Die Hauptprotagonistin Dora ist eine selbstbewusste moderne Frau, welche jedoch von Selbstzweifeln gepeinigt wird. Sie hinterfragt oft ihr handeln und hadert mir ihrer Vergangenheit. Gleichzeitig übernimmt sie Verantwortung und stellt sich neuen Herausforderungen. Sie durchlebt eine Charakteränderung, welche sie auf eine besondere Weise verändert. Die wesentlichen Nebendarsteller der Geschichte sind Gote, ein sonderbarer Nachbar von Dora, seine Tochter Franzi, Steffen und Tom, die „Dorfgärtner“ von Bracken, Jochen der Rochen, der Hund von Dora sowie Jojo, Doras Vater. Am vielfältigsten überrascht hat mich Gote, der oft betitelte, „Dorfnazi“. Er stellt das Sinnbild eines alkoholtrinkenden „Rechtsradikalen dar“, welcher als typisches Feindbild taugt. Doch tief in seinem innersten versprüht Gote „Gefühle“, welche man ihm gar nicht so zugetraut hätte.
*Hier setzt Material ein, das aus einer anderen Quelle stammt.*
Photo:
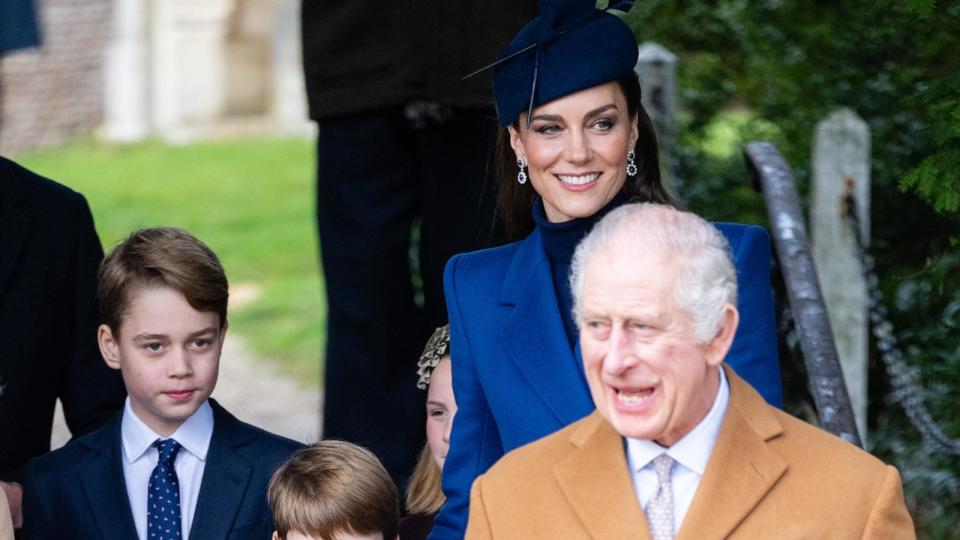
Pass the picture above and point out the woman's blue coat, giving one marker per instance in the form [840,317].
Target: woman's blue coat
[515,377]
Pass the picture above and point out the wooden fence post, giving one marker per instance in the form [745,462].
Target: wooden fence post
[657,69]
[841,164]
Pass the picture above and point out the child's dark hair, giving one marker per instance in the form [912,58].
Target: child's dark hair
[161,257]
[331,487]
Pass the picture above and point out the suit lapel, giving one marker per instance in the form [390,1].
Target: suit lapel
[225,478]
[596,481]
[545,360]
[742,468]
[14,225]
[103,483]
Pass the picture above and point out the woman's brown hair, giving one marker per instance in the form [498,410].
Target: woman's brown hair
[514,200]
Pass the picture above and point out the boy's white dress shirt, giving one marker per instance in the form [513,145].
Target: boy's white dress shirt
[140,458]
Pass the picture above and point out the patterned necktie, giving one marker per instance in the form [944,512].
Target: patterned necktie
[163,497]
[660,508]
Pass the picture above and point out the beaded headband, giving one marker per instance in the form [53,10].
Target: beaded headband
[437,347]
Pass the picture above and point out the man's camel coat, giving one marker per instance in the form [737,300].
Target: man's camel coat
[770,476]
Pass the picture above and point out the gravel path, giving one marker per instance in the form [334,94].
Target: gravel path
[254,393]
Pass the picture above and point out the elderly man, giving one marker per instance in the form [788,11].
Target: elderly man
[679,446]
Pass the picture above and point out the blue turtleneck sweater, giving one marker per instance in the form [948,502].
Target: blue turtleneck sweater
[560,241]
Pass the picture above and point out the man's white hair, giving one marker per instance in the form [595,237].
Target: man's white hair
[706,279]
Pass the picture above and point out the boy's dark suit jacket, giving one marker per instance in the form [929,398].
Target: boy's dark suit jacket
[78,492]
[49,255]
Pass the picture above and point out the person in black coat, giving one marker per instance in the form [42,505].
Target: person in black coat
[403,140]
[49,255]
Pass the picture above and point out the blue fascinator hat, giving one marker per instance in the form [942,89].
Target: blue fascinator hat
[570,46]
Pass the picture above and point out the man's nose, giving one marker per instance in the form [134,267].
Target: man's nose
[621,355]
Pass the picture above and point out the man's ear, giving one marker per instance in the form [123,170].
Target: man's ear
[109,348]
[717,347]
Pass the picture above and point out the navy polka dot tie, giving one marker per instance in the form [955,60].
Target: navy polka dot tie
[163,499]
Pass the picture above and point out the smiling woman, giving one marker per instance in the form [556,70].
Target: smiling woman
[573,125]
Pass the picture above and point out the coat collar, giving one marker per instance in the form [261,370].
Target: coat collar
[742,468]
[543,356]
[102,481]
[596,479]
[225,477]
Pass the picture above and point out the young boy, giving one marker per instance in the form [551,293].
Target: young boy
[334,490]
[173,464]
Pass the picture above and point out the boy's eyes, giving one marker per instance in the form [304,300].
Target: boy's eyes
[199,343]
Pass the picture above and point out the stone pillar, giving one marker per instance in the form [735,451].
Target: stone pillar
[289,106]
[190,57]
[127,74]
[841,161]
[657,69]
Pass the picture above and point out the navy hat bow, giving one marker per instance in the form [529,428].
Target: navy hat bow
[570,46]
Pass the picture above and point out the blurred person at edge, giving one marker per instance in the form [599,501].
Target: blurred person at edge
[402,141]
[49,255]
[575,142]
[424,496]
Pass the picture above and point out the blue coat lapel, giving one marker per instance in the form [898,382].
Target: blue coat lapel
[225,478]
[545,360]
[103,483]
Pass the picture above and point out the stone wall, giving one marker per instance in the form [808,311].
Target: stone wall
[53,93]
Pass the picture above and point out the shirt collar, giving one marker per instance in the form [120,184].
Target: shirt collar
[694,449]
[193,435]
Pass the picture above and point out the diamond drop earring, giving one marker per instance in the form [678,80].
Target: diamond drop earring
[522,173]
[631,163]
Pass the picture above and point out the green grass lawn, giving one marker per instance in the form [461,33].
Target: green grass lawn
[251,201]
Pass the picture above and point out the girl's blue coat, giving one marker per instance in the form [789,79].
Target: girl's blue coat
[514,376]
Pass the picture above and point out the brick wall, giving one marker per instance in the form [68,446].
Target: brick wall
[54,93]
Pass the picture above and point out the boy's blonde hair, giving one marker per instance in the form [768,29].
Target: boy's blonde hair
[331,487]
[424,493]
[161,257]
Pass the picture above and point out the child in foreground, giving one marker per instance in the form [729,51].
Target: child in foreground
[333,490]
[173,463]
[424,494]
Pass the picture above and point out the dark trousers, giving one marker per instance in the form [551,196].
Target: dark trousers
[380,173]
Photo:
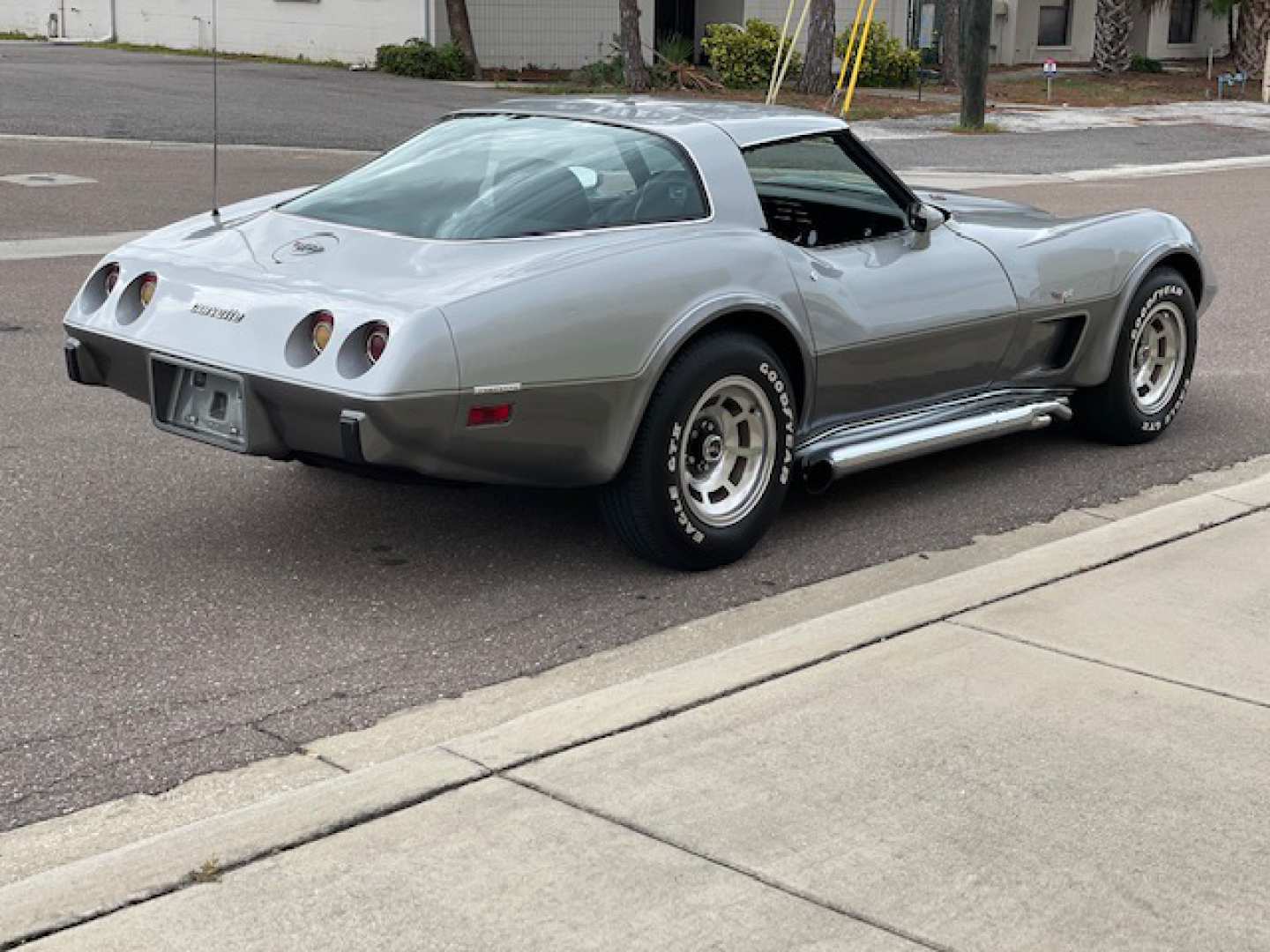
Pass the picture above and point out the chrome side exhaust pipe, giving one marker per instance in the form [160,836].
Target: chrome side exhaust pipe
[831,464]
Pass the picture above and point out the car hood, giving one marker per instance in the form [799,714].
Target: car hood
[258,245]
[1065,260]
[995,211]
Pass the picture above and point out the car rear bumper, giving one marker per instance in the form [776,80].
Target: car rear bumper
[562,435]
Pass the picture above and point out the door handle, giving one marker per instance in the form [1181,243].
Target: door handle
[819,267]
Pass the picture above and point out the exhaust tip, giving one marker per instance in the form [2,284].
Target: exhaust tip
[817,476]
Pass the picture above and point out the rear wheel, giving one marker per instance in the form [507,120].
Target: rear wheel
[1152,366]
[713,457]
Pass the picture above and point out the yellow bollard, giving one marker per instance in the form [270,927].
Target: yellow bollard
[780,45]
[860,57]
[788,60]
[851,46]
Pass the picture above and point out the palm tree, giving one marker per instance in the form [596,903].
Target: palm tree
[1224,8]
[1113,22]
[634,69]
[950,43]
[818,66]
[1250,43]
[461,32]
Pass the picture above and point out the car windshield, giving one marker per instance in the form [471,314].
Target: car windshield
[817,163]
[501,176]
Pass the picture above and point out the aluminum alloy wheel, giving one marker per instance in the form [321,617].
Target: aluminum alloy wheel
[728,452]
[1159,358]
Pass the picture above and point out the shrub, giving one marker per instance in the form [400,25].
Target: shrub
[602,72]
[886,63]
[744,57]
[418,57]
[1145,63]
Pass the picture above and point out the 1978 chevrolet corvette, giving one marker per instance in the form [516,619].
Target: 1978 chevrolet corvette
[690,303]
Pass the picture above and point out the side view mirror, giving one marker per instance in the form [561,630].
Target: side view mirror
[925,219]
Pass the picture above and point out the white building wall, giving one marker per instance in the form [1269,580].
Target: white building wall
[550,33]
[1149,34]
[891,13]
[322,29]
[1209,33]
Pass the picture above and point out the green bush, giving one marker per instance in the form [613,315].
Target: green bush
[744,57]
[418,57]
[886,63]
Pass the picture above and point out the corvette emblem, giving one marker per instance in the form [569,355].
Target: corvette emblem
[306,247]
[221,314]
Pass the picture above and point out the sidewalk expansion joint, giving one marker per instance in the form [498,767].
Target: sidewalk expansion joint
[1125,669]
[755,874]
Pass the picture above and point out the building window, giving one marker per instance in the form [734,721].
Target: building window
[1054,23]
[1181,20]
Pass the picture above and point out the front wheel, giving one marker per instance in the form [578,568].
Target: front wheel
[1152,366]
[713,457]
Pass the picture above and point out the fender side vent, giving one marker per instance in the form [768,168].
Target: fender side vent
[1068,335]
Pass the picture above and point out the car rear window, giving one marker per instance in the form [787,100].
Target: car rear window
[501,176]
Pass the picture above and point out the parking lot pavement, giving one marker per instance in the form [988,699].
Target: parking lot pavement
[68,90]
[170,609]
[132,188]
[1062,749]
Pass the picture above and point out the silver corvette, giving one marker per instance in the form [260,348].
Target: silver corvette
[689,303]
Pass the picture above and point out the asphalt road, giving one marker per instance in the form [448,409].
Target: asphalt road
[169,609]
[64,90]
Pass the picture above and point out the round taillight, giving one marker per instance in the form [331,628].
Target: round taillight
[146,292]
[324,325]
[376,342]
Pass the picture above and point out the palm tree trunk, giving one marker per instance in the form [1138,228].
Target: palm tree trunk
[461,32]
[1113,22]
[1250,43]
[818,66]
[975,36]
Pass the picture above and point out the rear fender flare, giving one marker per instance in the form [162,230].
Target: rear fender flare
[718,311]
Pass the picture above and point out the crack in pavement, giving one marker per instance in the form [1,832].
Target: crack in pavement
[748,873]
[1113,666]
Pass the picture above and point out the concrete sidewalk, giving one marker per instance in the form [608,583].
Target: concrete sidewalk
[1065,749]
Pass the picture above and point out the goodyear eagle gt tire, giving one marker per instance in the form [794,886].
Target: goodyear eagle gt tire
[713,458]
[1152,366]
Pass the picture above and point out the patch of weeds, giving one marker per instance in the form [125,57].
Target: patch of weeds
[221,55]
[208,873]
[989,129]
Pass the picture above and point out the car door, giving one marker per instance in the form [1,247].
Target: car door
[900,317]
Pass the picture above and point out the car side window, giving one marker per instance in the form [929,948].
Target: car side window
[503,175]
[814,195]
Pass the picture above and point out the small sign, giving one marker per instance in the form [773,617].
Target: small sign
[926,28]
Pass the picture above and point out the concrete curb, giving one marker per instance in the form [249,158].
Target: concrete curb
[95,886]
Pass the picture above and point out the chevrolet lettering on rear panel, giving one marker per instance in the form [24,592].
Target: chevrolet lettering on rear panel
[689,305]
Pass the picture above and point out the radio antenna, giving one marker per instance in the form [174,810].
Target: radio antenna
[216,183]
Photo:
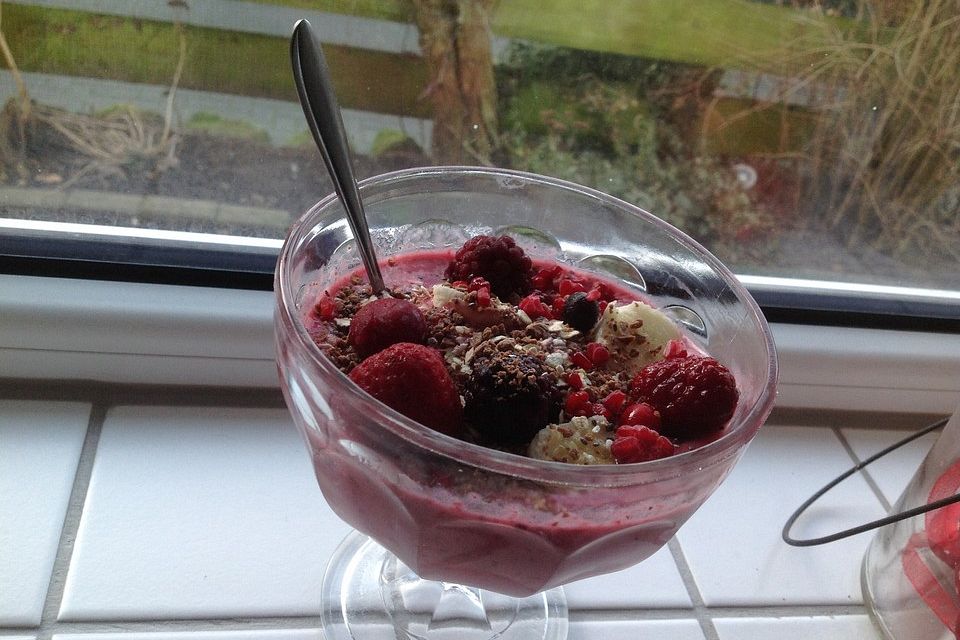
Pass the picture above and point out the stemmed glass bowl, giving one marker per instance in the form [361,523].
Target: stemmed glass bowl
[463,541]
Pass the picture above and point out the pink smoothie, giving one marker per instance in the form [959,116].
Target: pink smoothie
[458,523]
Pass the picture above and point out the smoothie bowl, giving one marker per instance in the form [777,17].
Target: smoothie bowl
[513,510]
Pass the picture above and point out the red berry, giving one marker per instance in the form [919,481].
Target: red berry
[496,259]
[533,306]
[384,322]
[675,349]
[543,279]
[639,444]
[483,297]
[599,409]
[577,403]
[325,308]
[695,395]
[413,380]
[557,306]
[581,360]
[477,283]
[597,353]
[568,286]
[641,413]
[574,380]
[614,402]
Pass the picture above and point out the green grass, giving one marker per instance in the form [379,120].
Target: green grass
[82,44]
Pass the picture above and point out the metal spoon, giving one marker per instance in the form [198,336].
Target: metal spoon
[322,112]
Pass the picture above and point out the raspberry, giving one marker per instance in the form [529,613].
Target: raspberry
[413,380]
[695,395]
[509,396]
[384,322]
[498,260]
[639,444]
[580,312]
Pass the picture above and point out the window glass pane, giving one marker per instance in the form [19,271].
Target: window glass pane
[814,139]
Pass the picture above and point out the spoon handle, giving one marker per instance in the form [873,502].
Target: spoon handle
[322,112]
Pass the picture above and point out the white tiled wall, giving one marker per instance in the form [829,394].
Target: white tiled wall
[205,523]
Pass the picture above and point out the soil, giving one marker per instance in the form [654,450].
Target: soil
[256,174]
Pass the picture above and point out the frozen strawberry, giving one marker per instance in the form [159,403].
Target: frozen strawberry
[384,322]
[496,259]
[695,395]
[412,379]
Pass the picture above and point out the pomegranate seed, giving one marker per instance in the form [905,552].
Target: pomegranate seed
[597,353]
[483,297]
[675,349]
[568,286]
[599,409]
[533,306]
[543,279]
[576,403]
[326,309]
[625,449]
[558,304]
[606,293]
[478,283]
[581,360]
[639,444]
[641,414]
[615,401]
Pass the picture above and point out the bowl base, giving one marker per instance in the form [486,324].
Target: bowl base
[369,594]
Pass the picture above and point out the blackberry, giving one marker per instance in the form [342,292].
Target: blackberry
[498,260]
[580,312]
[509,396]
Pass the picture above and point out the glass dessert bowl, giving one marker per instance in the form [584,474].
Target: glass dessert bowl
[436,508]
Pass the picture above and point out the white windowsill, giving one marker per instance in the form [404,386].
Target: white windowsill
[120,332]
[110,549]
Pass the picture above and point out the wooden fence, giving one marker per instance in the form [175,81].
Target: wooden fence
[107,40]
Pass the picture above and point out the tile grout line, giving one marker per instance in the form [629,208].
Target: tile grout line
[700,611]
[71,522]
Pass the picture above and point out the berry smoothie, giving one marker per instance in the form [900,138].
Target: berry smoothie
[529,358]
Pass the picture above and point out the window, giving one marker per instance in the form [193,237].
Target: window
[816,140]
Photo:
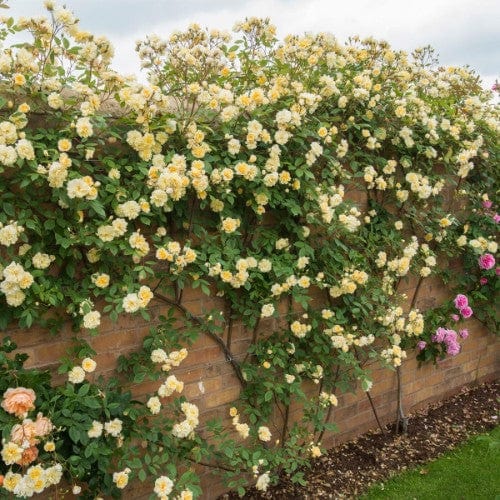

Der Aufbau der Geschichte ist stringent und es sind nur ein paar Zeitsprünge erkennbar. Die Geschichte spielt im Deutschland der 2020-iger Jahre zur Corona Zeit und ist damit für die Leser sehr gut einordbar. Die Spannung der Geschichte speist sich aus den Begegnungen und ihren Entwicklungen und Konflikten.
Der Schreibstil der Autorin ist malerisch, bildhaft und nur bedingt dialogorientiert, was mir sehr gut gefallen hat. Gerade die vielen verschiedenen Themen, welche die Menschen im aktuellen Zeitgeschehen sehr bewegen hat die Autorin sehr gut aufgegriffen.
Was ist Freiheit? Was ist Angst? Es gibt so viele Textpassagen, welche hier als Sinnbild dafür aufgeführt werden könnten. Ich möchte einen besonderen hier nochmals hervorheben. Auf Seite 25 schreibt die Autorin zum Corona Phänomen: „Immer mehr Begriffe machten die Runde. Lockdown, shutdown, flattening the Curve. Mortalität, Morbidität, Triage. Die Panik stieg als wären Krankheit und Tod neu erfunden worden.“ Dieser Satz bezeichnet sinnbildlich die Lage, wie unterschiedlich Menschen mit Gefahren umgehen. Sind wir alle Schwarmgesteuert? Oder ist das Individuum nicht in der Lage Gefahren einzuschätzen. Bedarf es eines Kollektivs, um Probleme zu lösen? Alle diese Fragen verbunden mit dem „Verlust der Kontrolle“ heraus hat mir sehr imponiert. Auch die Fragestellung „Sind in der Stadt alle liberal? Sind auf dem Land viele Nazis?“ Dabei ist ein weiterer Aspekt, welcher hier nahezu zieltreffend beschrieben wird sehr klar definiert. Bin ich liberal und sozial, weil ich gegen konservativ und asozial bin? Ist es andersrum oder liegt die Wahrheit in der Mitte? Ist Diversität eine Eigenschaft oder eine Bezeichnung?
Das Fazit ist sehr positiv. Die Autorin schreibt „Über Menschen“ und das in all seinen Facetten. Sie zeigt die Menschen auf ihre menschlichste, aber auch herzloseste Seite. Außen hart und innen zart; sind einzelne Charaktere nicht mit Verständnis gepaart. Eine klare Leseempfehlung für alle Leserinnen und Leser, welche am menschlichen Sein interessiert sind.